More than half of the students interviewed for the informal survey cited UCS as responsible for the misconceptions about the number of Yalies in finance. Simone Berkower ’09 said she thinks UCS gears most of its clinics and application-writing workshops toward helping students find jobs in banking. Most of the on-campus interviews sponsored by UCS are for finance and banking firms, she said.

Emily Schofield ’09 said she was surprised to hear that only 18 percent of recent graduates went into business and finance.

“I think that given that this is the case, UCS should put more effort into having a more balanced representation of careers on campus,” she said.

Bevin Peters ’09 said she does not think UCS is good at covering the full range of career options, especially those in science and public health. While she said she does not plan on going into finance, Peters thinks her classmates who are considering that path would benefit from exposure to a more diverse field of careers.

UCS did not respond to repeated requests for comment for this article.

But not all students interviewed said UCS was responsible for the misconception.

Zach Marks ’09 said he thinks student perception is skewed by the prevalence of recruiters during the fall semester.

“When you continuously see all of your friends walking around in suits and ties, coming to and from interviews, it feels like there is a higher presence of these careers on campus,” Marks said.

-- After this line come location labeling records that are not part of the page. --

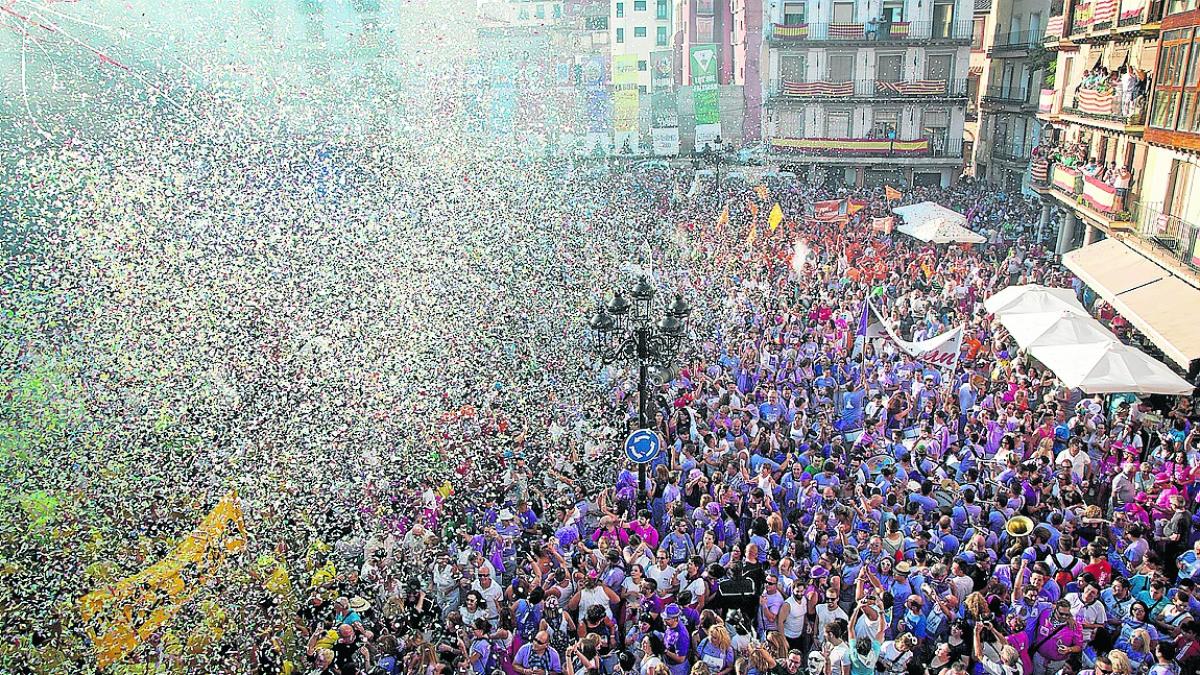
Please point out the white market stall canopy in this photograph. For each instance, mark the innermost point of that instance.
(935, 223)
(1110, 368)
(1157, 302)
(1033, 298)
(1055, 328)
(1077, 347)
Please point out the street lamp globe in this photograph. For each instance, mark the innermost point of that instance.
(678, 308)
(603, 329)
(671, 329)
(643, 299)
(618, 309)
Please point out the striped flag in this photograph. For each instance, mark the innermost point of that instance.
(819, 88)
(775, 217)
(915, 88)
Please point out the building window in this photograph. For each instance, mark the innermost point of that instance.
(893, 11)
(793, 13)
(838, 124)
(841, 67)
(1176, 90)
(939, 66)
(891, 67)
(843, 12)
(1177, 6)
(978, 33)
(793, 67)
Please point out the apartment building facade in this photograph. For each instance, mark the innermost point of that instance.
(640, 28)
(869, 93)
(1009, 129)
(1132, 240)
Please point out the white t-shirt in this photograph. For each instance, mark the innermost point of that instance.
(1079, 461)
(825, 615)
(492, 596)
(664, 578)
(1093, 613)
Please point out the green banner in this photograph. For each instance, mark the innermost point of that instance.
(703, 84)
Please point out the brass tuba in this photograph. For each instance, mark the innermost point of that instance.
(1019, 526)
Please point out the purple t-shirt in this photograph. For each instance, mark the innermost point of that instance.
(1049, 637)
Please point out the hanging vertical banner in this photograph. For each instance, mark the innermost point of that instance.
(597, 102)
(664, 111)
(625, 109)
(706, 97)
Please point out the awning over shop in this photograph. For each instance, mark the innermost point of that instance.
(1159, 304)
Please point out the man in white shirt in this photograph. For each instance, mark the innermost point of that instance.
(829, 610)
(491, 591)
(1080, 461)
(1089, 610)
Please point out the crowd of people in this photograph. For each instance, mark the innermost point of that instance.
(384, 354)
(1129, 88)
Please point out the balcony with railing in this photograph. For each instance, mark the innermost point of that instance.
(1104, 107)
(1014, 42)
(1096, 21)
(916, 148)
(1055, 30)
(1013, 151)
(913, 89)
(1009, 96)
(1173, 234)
(873, 31)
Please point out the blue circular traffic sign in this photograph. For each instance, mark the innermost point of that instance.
(642, 446)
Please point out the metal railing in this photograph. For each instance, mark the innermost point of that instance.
(880, 148)
(1084, 25)
(948, 148)
(1013, 151)
(1015, 41)
(882, 31)
(1170, 233)
(954, 88)
(1011, 95)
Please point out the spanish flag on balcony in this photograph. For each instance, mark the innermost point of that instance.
(775, 217)
(798, 31)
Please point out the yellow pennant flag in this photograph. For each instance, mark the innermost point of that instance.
(121, 615)
(775, 217)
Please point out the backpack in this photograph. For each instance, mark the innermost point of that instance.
(1066, 574)
(387, 665)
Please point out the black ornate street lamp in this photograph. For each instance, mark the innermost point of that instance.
(623, 330)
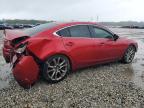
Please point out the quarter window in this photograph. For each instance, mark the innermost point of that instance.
(64, 33)
(100, 33)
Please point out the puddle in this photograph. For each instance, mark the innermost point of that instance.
(135, 70)
(137, 67)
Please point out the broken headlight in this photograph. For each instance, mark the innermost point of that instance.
(21, 48)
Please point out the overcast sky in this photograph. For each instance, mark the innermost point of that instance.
(83, 10)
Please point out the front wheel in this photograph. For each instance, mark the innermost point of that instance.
(56, 68)
(129, 55)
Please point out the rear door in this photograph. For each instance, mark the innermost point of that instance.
(79, 44)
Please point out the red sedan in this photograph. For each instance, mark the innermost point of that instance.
(54, 49)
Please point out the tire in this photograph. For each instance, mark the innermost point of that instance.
(56, 68)
(129, 55)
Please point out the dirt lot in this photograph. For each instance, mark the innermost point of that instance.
(109, 85)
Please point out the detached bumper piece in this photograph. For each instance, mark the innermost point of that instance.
(26, 71)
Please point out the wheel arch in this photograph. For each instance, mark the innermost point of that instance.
(133, 46)
(63, 54)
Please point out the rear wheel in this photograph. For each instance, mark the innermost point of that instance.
(129, 55)
(56, 68)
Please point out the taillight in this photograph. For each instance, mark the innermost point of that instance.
(7, 43)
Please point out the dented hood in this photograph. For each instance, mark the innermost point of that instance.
(13, 34)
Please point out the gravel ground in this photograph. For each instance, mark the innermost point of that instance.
(108, 85)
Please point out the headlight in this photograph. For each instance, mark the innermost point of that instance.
(21, 48)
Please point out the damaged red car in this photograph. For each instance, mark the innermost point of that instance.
(54, 49)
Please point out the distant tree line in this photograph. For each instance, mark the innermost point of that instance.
(124, 23)
(23, 21)
(19, 21)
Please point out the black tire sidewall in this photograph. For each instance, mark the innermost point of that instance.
(124, 57)
(45, 66)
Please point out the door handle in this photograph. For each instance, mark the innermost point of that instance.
(69, 44)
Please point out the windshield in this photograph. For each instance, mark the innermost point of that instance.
(40, 28)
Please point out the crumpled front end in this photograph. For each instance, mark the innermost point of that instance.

Jones said one of the main reasons that investment banks and finance firms are so visible on campus is that they have high turnover rates, which he said compels them to heavily recruit seniors in college. Many students go into these fields for only a few years before leaving for MBA programs or other careers, so finance firms must constantly hire new employees to maintain their numbers, he said. Other popular post-graduate career tracks, like academia or medicine, require a longer-term commitment.

But Marks said he thinks that ultimately fewer Yalies go into finance than one might expect because a lot of students come to Yale with an interest in promoting social justice.

“A lot of seniors say that they went through the interview process with a lot of these firms because the process is great training and a great experience,” he said. “They don’t want to pass over opportunities, but that does not mean they will go into business.”

Hunter Swartz ’07, a financial analyst and recruiter with a prominent investment bank in New York City whose company policy prohibits employees from revealing its name in the media, said while he was conducting interviews for his firm, he noticed that few Yalies were certain they wanted to enter a career in finance.

“What makes Yalies so interesting is that they are so diverse, but when they come in to interview, they have a difficult time, at the end of the day, to say why they want to do banking,” Swartz said. “This affects their interview because it’s supposed to be about convincing people that this specific job is what you want to do for the rest of your life.”

Although Harvard University does not publish statistics about alumni career choices, the Harvard Crimson conducted a survey last summer of 55 percent of the graduating class that indicated that 58 percent of men and 43 percent of women who entered the workforce as graduating seniors went into finance.